Le cadre · la finalité
Pourquoi le droit exige une prescription
La question n'est pas « est-ce dangereux ? » : ce site n'a pas ouvert de source clinique et ne se prononcera pas là-dessus. La question est celle que pose le code civil : à quelle condition peut-on porter atteinte au corps d'une personne.
Le texte, en entier
L'article 16-3 du code civil tient en deux alinéas. Il est court, ancien, et il commande tout le reste.
« Il ne peut être porté atteinte à l'intégrité du corps humain qu'en cas de nécessité médicale pour la personne ou à titre exceptionnel dans l'intérêt thérapeutique d'autrui.
Le consentement de l'intéressé doit être recueilli préalablement hors le cas où son état rend nécessaire une intervention thérapeutique à laquelle il n'est pas à même de consentir. »
Source : Article 16-3 du code civil, en vigueur au 7 août 2004. Page ouverte le 30 août 2026.

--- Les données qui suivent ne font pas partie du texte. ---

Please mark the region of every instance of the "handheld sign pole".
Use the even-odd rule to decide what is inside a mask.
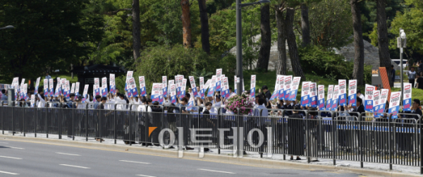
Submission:
[[[348,80],[348,104],[357,106],[357,80]]]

Trois mots qui font tout le travail
« Atteinte à l'intégrité du corps humain »
Introduire une aiguille dans une veine pour y laisser passer un liquide entre dans cette catégorie. Ce n'est pas un jugement de valeur sur le geste : c'est simplement ce que l'expression recouvre. C'est aussi pourquoi le même geste, en milieu de soins, s'entoure d'écrits et de signatures.
« Nécessité médicale »
Le texte ne dit pas « intérêt », ni « bénéfice », ni « demande ». Il dit nécessité médicale. Le fait qu'une personne veuille une perfusion, et accepte de la payer, ne crée pas cette nécessité. Le consentement, prévu au second alinéa, vient après la condition du premier : il s'y ajoute, il ne la remplace pas.
« Pour la personne »
C'est le mot le plus important pour comprendre pourquoi un catalogue pose problème. La nécessité s'apprécie pour cette personne, dans sa situation. Un menu de formules affichées avec leur prix propose la même chose à tout le monde : par construction, il ne peut pas porter une appréciation individuelle, puisqu'il est écrit avant de connaître qui que ce soit.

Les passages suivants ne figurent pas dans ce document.